A concessão e demais espécies de parcerias público-privadas das unidades de conservação do Tocantins está prevista na Lei estadual 3816, de 25 de agosto de 2021. O projeto de lei que resultou na norma foi apresentado pelo governo do estado e aprovado pela Assembleia Legislativa em pouco mais de dois meses. Para Álvaro Manzano, contudo, falta legitimidade ao processo, pois a proposta foi conduzida dentro dos gabinetes e sem a participação das comunidades interessadas. Representação enviada ao MPF pela Coordenação Estadual das Comunidades Quilombolas do Tocantins (COEQTO) relata que os povos tradicionais tomaram conhecimento da proposta legislativa pelos meios de comunicação e em nenhum momento foram ouvidos na discussão.

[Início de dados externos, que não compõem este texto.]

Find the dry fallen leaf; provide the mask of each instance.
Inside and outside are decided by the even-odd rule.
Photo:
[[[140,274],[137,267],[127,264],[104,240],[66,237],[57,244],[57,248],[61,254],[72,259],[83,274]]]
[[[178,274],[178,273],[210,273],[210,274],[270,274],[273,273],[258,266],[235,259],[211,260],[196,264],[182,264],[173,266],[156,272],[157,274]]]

O procurador da República destacou que o texto aprovado é muito conciso e não detalha como será conduzida a privatização. Segundo ele, a ausência de informações resultou em dúvidas e preocupações tanto para os povos tradicionais quanto para as entidades que zelam por eles. O representante do MPF afirmou que os prefeitos da região estão preocupados e assegurou que todos os segmentos atingidos pela iniciativa, positiva ou negativamente, estão se posicionando contra a maneira como tudo está sendo feito. “Eu nunca vi tamanha unanimidade contrária a um projeto como esse”, disse.

O governo de Tocantins afirma que os povos tradicionais não serão afetados, pois a própria lei diz que as atividades desenvolvidas pelas comunidades estarão fora da concessão. Entretanto, o procurador levantou duas questões que demonstram o contrário. Primeiramente, não há como certificar que esse impacto não ocorrerá, uma vez que existem várias pousadas, restaurantes, cachoeiras e fervedouros situados em terras quilombolas. “Até que ponto essas atividades serão impactadas nós não sabemos, porque não houve estudos e não foram objeto de discussão”, declarou.

A segunda preocupação, segundo Manzano, é que os territórios tradicionais não possuem espaço oficialmente delimitado e nem regulamentação fundiária finalizada. Com isso, é impossível afirmar quais atividades e pontos turísticos estariam dentro de área quilombola. Para o MPF, essa falta de definição pode acarretar problemas e embates entre as empresas que comprarem as terras e os povos tradicionais.

O procurador pontuou ainda que, embora o governo de Tocantins tenha disponibilizado documentos na internet para consulta pública, isso não pode ser confundido com a consulta prévia, assegurada pela Constituição e pela Convenção 169 da OIT sobre Povos Indígenas e Tribais. Manzano destacou que o MPF está lutando no Poder Judiciário para que as autoridades realizem essa conversa com as comunidades tradicionais, respeitando sua cultura e seu modo de vida. Frisou ainda que os próprios quilombolas elaboraram protocolo de como essa consulta deve ser realizada. “Nós encaminhamos ao governo do estado e esperamos que esse protocolo seja respeitado”, finalizou.